On a well-traveled road like Ridge Road, we might see a few people show up during a month asking for something.
We can’t always help everyone and when we do, we have to help them without any strings attached.
That’s the hard part.
We, as humans, always want to attach strings to the things that we do for others.
But Jesus says not to do that.
When we help others, we are doing it with the kindness of Christ.
C. Practice the Golden Rule
The Golden Rule: do unto others as you would have them do unto you.
Jesus taught this rule, that we have dubbed “golden” as a way to break the selfishness of the human heart.
He borrowed this from Leviticus 19:18
Jesus was leveraging a universal principle that most humans love themselves.
Jesus took something that we know naturally and used it to teach us how to love others—that is, as much or more than we love ourselves.
Now of course, we all know that some people have a really hard time loving themselves.
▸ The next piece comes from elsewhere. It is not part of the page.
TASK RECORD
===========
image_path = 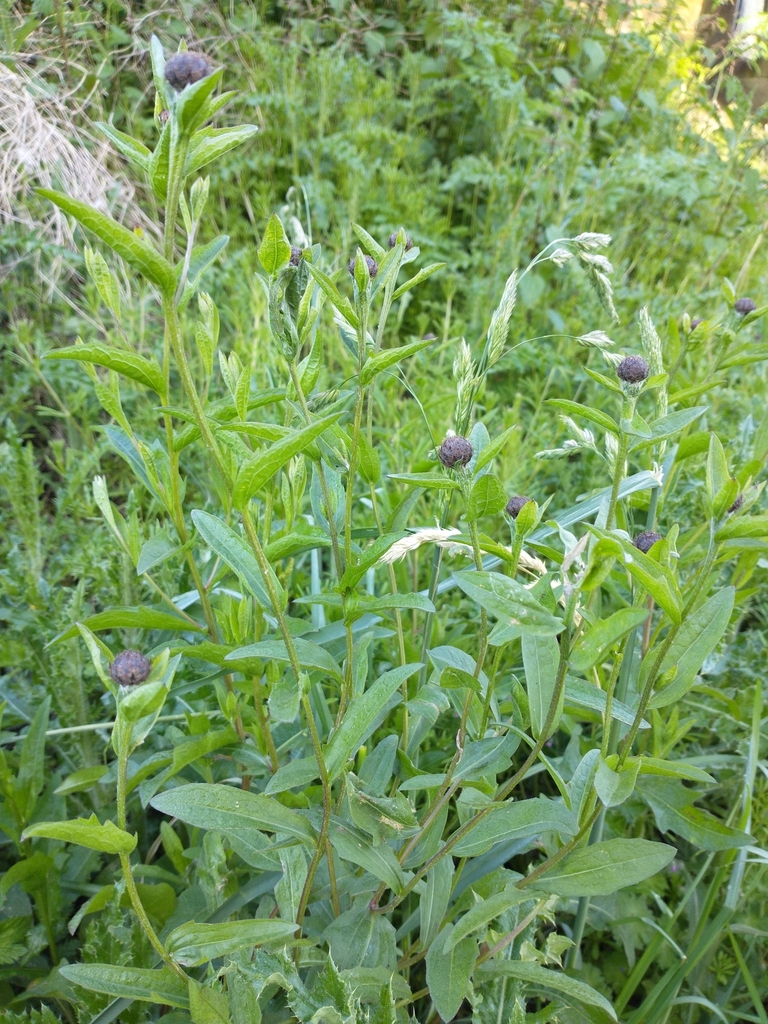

In fact, many due to their own sins or the sins that others have inflicted upon them will go so far as to hate themselves.
But this creates a whole other set of problems that compound the problems that they experience in life.
How does this play out in daily life?
If you wish to be respected, then give respect to others.
If you really need a kind word today, give a kind word to others.
If you hope that someone appreciates you for what you have done, then show them some appreciation for their own efforts.
If you want love, then refuse to heap coals on the head and give unconditional love instead.
Instead what we often do is withhold these gifts from others because we have hatred or anger in our hearts toward them.
The Golden Rule requires love and this is part of what we’re about here at FBC Pharr.
I tell people we are 1 church, we speak 2 languages, and we have 3 loves: Love God, Love Others, and Love the World.
If we can learn to act on these three loves, then FBC Pharr will be sweeter than honey on the lips.
D. People Are More Important Than Money
This one echos the previous advice about things.
We all get a little bit funny about money.
But Jesus is saying not to let money take place before ministering to people.